The director Tom Hanks always knew he was destined to work with: “Really great opportunity”
Tom Hanks has lived a life many of us could only dream of. Starring roles in some of the greatest movies ever made, dramatic or comical? Check. A list of awards and honours as long as the Mississippi River? Check. A place in the hearts and minds of the entire world and the nickname ‘America’s Dad’? Check, check, and check again.
In terms of personal dreams, there can’t be much left on Hanks’ list. He won Oscars, worked with some of the finest acting talents across multiple generations, and has embodied some of the greatest cultural and historical figures of all time, from Jim Lovell to Walt Disney, Colonel Tom Parker to Fred Rogers. Hanks is a man who makes his dreams come true, and he did just that when he worked with director Paul Greengrass in 2011.

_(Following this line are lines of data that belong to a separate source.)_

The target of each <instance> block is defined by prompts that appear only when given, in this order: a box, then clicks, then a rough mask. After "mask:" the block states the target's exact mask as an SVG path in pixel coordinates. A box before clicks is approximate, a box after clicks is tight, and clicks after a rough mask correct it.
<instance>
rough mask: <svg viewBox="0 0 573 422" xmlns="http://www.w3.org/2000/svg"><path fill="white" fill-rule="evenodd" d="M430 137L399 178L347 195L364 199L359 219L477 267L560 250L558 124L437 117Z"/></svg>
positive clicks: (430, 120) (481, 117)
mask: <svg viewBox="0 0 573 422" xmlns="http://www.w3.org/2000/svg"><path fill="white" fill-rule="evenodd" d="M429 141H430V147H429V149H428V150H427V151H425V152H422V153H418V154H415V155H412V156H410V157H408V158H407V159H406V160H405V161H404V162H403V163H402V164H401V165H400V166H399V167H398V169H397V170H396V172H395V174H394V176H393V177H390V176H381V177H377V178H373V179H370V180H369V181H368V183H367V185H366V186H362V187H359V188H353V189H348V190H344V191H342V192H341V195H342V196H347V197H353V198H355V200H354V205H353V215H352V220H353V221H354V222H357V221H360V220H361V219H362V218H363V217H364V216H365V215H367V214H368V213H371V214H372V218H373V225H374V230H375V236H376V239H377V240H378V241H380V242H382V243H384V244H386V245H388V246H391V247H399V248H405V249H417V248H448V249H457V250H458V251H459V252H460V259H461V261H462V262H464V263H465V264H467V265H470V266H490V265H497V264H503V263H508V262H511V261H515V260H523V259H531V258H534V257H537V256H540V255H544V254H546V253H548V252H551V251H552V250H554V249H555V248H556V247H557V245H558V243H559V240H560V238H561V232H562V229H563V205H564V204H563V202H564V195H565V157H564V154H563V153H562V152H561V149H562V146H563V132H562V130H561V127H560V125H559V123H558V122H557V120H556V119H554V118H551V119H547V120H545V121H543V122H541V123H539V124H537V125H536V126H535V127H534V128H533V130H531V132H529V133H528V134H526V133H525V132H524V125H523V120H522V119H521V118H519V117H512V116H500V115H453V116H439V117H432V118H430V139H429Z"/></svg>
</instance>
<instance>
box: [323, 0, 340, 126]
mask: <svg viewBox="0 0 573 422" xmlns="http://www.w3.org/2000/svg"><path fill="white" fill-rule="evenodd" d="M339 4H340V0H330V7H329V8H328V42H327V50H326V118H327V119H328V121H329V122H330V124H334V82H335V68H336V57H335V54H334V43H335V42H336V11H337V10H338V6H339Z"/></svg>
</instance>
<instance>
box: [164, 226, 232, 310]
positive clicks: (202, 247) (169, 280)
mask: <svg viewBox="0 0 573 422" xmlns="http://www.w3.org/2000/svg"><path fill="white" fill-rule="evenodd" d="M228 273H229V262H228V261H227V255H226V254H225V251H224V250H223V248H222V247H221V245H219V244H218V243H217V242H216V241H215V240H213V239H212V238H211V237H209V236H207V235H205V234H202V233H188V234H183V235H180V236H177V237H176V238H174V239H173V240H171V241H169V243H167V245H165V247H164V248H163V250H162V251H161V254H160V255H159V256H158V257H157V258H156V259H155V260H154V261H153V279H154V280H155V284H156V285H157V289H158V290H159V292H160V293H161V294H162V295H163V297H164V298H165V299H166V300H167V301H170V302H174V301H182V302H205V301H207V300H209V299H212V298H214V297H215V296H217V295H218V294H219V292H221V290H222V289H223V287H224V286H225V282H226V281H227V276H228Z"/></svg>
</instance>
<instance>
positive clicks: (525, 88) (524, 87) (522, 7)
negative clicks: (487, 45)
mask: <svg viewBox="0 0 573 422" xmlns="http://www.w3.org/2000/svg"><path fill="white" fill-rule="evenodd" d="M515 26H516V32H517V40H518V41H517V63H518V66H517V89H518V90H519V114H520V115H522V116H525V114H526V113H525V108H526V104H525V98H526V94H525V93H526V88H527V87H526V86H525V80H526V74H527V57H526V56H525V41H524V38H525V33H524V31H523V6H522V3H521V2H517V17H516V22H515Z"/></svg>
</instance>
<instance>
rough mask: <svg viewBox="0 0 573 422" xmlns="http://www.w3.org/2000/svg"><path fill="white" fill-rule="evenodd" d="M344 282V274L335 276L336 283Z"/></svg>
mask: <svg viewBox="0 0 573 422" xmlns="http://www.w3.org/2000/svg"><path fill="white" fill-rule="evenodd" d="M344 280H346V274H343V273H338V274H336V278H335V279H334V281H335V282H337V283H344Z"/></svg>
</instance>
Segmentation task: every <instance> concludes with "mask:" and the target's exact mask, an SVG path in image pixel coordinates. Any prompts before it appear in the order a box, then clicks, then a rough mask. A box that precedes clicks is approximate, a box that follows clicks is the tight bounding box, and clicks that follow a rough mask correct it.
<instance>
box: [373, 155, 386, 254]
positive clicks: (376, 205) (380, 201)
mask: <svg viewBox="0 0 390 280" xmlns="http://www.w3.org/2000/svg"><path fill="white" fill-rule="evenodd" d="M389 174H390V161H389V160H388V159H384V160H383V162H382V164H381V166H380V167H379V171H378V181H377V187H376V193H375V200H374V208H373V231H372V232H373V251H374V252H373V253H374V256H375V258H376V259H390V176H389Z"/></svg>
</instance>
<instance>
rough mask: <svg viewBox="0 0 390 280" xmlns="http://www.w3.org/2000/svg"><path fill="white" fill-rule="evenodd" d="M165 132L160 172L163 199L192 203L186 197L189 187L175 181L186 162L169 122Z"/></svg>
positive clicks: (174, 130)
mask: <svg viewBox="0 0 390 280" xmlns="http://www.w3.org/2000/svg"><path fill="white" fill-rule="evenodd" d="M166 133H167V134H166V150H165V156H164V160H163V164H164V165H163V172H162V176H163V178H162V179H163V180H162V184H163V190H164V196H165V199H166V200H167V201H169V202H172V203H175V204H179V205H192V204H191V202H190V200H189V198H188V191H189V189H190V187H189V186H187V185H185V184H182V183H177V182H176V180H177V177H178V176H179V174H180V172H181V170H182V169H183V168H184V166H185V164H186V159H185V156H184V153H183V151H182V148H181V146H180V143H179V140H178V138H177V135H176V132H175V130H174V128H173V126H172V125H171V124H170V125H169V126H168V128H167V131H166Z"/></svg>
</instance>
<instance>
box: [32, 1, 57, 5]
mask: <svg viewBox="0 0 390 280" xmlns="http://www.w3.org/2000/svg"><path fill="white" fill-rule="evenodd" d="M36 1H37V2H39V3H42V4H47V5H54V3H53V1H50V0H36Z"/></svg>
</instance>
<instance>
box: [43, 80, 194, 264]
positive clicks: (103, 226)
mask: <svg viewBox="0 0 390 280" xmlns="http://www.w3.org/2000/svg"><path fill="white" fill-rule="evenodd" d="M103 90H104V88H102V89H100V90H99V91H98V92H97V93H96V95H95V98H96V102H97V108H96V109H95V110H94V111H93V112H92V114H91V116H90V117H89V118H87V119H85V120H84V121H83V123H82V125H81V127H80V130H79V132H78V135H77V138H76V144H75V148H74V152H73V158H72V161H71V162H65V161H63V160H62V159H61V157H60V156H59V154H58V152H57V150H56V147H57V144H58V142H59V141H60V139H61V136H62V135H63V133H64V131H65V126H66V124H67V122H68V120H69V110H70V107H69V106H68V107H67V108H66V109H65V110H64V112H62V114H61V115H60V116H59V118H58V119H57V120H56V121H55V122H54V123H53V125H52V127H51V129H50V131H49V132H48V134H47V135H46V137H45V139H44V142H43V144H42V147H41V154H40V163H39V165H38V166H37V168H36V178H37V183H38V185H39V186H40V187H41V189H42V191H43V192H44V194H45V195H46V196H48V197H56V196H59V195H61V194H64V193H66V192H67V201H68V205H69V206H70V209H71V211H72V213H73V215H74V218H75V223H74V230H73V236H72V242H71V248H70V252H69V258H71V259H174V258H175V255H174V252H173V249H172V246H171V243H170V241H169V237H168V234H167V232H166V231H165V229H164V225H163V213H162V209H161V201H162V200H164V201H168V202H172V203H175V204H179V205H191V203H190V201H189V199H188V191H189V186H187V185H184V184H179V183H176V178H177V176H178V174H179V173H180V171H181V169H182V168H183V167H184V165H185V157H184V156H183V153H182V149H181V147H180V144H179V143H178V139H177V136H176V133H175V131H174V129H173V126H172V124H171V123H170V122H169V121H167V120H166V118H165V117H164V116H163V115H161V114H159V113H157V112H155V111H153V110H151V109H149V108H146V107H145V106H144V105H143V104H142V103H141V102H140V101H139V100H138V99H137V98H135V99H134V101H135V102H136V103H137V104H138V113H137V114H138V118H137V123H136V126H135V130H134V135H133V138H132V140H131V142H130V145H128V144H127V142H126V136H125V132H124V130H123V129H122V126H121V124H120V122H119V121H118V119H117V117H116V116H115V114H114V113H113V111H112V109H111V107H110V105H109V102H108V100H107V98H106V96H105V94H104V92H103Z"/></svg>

Hanks starred in Greengrass’ movie Captain Phillips, appearing in the lead role. According to HeyUGuys, the director had been on Hanks’ list of potential collaborators for quite some time. “The first film I saw of Paul’s was Bloody Sunday,” the actor said. “I thought that that film alone because it was a period piece and it was dealing with a very, very dark day with real people and real events I thought, well, I remember a long time ago I flagged Paul Greengrass as someone I’d like to be able to work with. So this was a melding of an awful lot of really great opportunity [sic].”
Undoubtedly, Greengrass is someone many actors would love to work for. The English director was initially a journalist and published a book called Spycatcher, which the British government tried to ban over its inclusion of sensitive material. Bloody Sunday was one of his earliest films and depicted the events of January 30th, 1972 in Derry, Northern Ireland, when British soldiers killed 26 unarmed protesters. He is probably best known for his work on the ‘Bourne’ series, having directed 2007’s The Bourne Ultimatum and 2016’s Jason Bourne, but he’s also made United 93, a depiction of the events aboard one of the planes hijacked on September 11th, and 22 July, a harrowing retelling of the 2011 terrorist attacks in Norway perpetrated by Anders Behring Breivik.
Captain Phillips is another movie based on real events. Richard Phillips (Hanks) is commander of a cargo ship hijacked by pirates off the Horn of Africa. Phillips is taken hostage by Abduwali Muse, who is played by Barkhad Abdi, and this tense relationship between captor and captive is what drives the narrative. The film was incredibly well-received, picking up an Oscar nomination for Best Picture and Best Supporting Actor for Abdi.
When asked, Greengrass revealed that Hanks’ appreciation for him was entirely mutual. “I absolutely think it’s one of the very special Tom Hanks performances,” he graciously admitted, calling his star “the greatest actor giving you the profound insights of being not special.” He clarified this by saying, “he’s not balls out, he’s not a big action hero, he just is a human with ordinary compassions, ordinary insights, and ordinary instincts, and, how he navigates the extraordinary peril that he finds himself in is what the film is really about.”
Greengrass would cast Hanks again in his 2020 film News of the World. Hanks plays Captain Kidd, a Civil War veteran charged with taking Helena Zengel’s Johanna, a young girl taken in and raised by the indigenous Kiowa people, back to her biological family.